In the house where four University of Idaho students were murdered last year, sheets of plywood cover the windows. A temporary fence surrounds the courtyard. Security guards stationed in a blue trailer keep watch 24 hours a day.
Yet for a university seeking to erase the remnants of a tragedy that has cast a terrifying shadow over the past academic year, the house on a hill near campus remains uncomfortably conspicuous, visible from nearby fraternity houses and sought-after as a photographic location from true-crime enthusiasts from all over the country. University officials hope to demolish it before a new class of students arrive in August.
But the plan has distressed some family members of the four slain students, who fear the house could be vital to the prosecution of the accused killer and to the jury’s understanding of how the four students may have been butchered in the bedrooms the second and third floor without alerting two other roommates in the house. They pressured the university to hold off any demolitions.
“What’s best for the case is for us to pay attention and protect what the jury might want to wrap their heads around,” Steve Goncalves, the father of one of the victims, Kaylee Goncalves, said of the university’s announcement.
The parents of Ethan Chapin, another of the victims, said the situation was difficult, with no easy answers.
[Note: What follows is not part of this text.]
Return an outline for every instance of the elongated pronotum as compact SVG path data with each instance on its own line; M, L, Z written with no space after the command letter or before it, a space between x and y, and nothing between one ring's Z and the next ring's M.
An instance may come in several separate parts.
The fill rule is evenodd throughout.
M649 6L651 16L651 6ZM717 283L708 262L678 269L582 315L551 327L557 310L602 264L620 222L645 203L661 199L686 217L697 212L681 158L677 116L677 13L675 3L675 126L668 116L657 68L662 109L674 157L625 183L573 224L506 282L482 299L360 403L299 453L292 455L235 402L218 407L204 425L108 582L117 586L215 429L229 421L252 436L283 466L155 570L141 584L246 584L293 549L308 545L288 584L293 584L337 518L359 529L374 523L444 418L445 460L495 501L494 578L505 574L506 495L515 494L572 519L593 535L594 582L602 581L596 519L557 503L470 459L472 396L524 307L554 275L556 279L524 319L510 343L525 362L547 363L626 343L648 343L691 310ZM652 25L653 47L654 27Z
On the one hand, I agree with Mr. Goncalves that demolishing the house this summer « seems very soon, » said Mr. Chapin’s mother, Stacy. But she noted that their other two children—they were triplets—are still students at the University of Idaho, and one of them has a room overlooking the house, providing a constant reminder.
« Our children have to walk past that house every day, » Ms. Chapin said. “Children need to heal. The university must heal. And the community. »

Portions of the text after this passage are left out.